By Kate Nash: The New Mexican
Open-government and press advocates say proposed new exemptions to the state’s public records law have made a good government bill turn bad.
House Bill 507, sponsored by House Majority Leader Ken Martinez, D-Grants, aimed to speed up the response time for getting public records, as well as make clear that e-mail can be used to make a formal request under the act.
But a committee substitute for the measure being pushed by executive agencies under the Richardson administration stripped out the quicker-release-of-records provision from the bill. Meanwhile, the new bill would create new exemptions to the Inspection of Public Records Act — changes that Martinez cannot support and never intended.
Groups who were supporting the bill until a meeting Wednesday of the House Health and Government Affairs Committee now say the proposal is “a disaster for the cause of open and honest government” and “absolutely subverts and reverses the intent” of the original bill.
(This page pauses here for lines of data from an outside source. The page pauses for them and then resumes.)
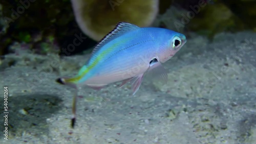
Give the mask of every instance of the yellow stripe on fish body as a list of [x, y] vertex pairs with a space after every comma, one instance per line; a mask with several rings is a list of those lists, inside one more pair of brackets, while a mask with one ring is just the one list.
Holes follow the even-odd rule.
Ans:
[[[66, 80], [66, 81], [67, 82], [72, 83], [77, 82], [77, 81], [81, 80], [81, 79], [82, 79], [88, 72], [89, 72], [90, 70], [95, 67], [101, 60], [103, 59], [103, 58], [105, 58], [106, 56], [111, 53], [114, 49], [119, 46], [120, 43], [126, 42], [129, 40], [130, 39], [124, 39], [119, 42], [113, 43], [112, 45], [108, 47], [107, 49], [104, 50], [98, 56], [95, 56], [95, 57], [94, 58], [94, 59], [93, 60], [93, 61], [91, 62], [91, 64], [88, 66], [83, 66], [83, 67], [80, 69], [77, 76], [67, 79]], [[96, 55], [97, 55], [96, 54], [95, 54]]]

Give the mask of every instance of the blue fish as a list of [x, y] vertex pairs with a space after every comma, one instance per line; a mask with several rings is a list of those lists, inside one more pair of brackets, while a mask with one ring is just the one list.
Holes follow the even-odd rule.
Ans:
[[[170, 59], [186, 42], [184, 35], [168, 29], [119, 22], [96, 45], [76, 76], [60, 78], [57, 82], [77, 89], [84, 86], [99, 89], [118, 81], [122, 81], [121, 86], [131, 82], [134, 94], [146, 73], [166, 82], [167, 70], [161, 63]], [[73, 99], [72, 127], [77, 95]]]

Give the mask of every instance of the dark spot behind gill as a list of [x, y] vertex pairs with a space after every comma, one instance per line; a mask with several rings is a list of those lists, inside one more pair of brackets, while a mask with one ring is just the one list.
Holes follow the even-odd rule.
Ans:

The committee didn’t act on the substitute bill.
“The bill would almost define `public records’ out of existence,” said Kip Purcell, president of the New Mexico Foundation for Open Government.
“It would permit public bodies to keep records secret ‘by rule,’ it would hide some of the secrecy rules themselves, it would classify nearly all documents pertaining to the ‘regulation or supervision of financial institutions,’ it would single out litigants against the government for unfavorable treatment,” Purcell said in a statement.
“It would permit the withholding of documents on the basis of such nebulous and infinitely subjective standards as ‘clearly unwarranted invasions of personal privacy’ and ‘frustration of a legitimate government function, and it would arguably make confidential all government-generated documents that are not otherwise ‘available by law.”’
Martinez said several executive agencies sought the exemptions, although he wasn’t sure which ones.
When asked if Gov. Bill Richardson is supporting the exemptions, spokesman Gilbert Gallegos said the governor often doesn’t comment on pending legislation.
And Gallegos said the agencies seeking the exemptions didn’t consult with the Governor’s Office about them.
The exemptions include “records of a public body, that, by their nature, must be confidential in order for the public body to avoid the frustration or a legitimate government function.”
Also exempted would be “records contained in or related to examination, operating or condition reports prepared by, on behalf of or for the use of a public body responsible for the regulation or supervision of financial institutions.”
Another proposed change in the bill says that nothing in the records act “shall be construed to require a public body to provide records pursuant to that act to a party with whom it is in litigation.”
Martinez said that’s not what he had in mind.
“I didn’t want it to be a bill about exemptions,” he said. “This bill wasn’t about all that.”
Lt. Gov. Diane Denish, who earlier in the session held a news conference to endorse the original bill, among other measures, said the changes “cripple” it.
“I do not support the committee substitute and stand completely behind House Majority Leader Ken Martinez. We want the bill to be effective in bringing more transparency and better responsiveness,” she said in a statement. “The exemptions in the amendments cripple the bill. The sponsor is trying to maintain the integrity and spirit of HB 507, and we both hope to see that restored.”
Among other things, Martinez’s measure aimed to speed up the response time for agencies to produce records under the records act.
Currently, agencies have three days to respond to a request for records and 15 days to produce the information unless they need more time. The original bill would give an agency 10 days to produce records.
That provision was stripped out.
The bill still would make clear that an e-mail is recognized as an official request for records under the act, after a handful of state agencies in the past have refused to recognize e-mails as written request.
Martinez said he’ll work to restore the bill to its original form.
Dana Bowley, executive director of the New Mexico Press Association called the measure as it stands “awful legislation.”
“The new exemptions range from nonsensical to being so broad they could include almost any public record. And some of them are legally questionable. For instance, the provision allowing public bodies to deny public records to someone with whom they are in litigation is a costly, losing lawsuit waiting to happen to the first public body that tries it,” he said in a statement.
“Public records are public records; you can’t pick and choose what members of the public you’ll give them to.”
The bill as drafted would also allow an agency that plans to deny the records request to seek an attorney general opinion on whether the denial is consistent with the records act. The AG would have to respond within five days, but the change also says that any time limits for releasing the records “shall be tolled until the public records custodian receives an opinion from the attorney general.”
Attorney General spokesman Phil Sisneros said the office is opposed to the bill.
The New Mexican and Freedom New Mexico are members of both the New Mexico Press Association and the Foundation for Open Government.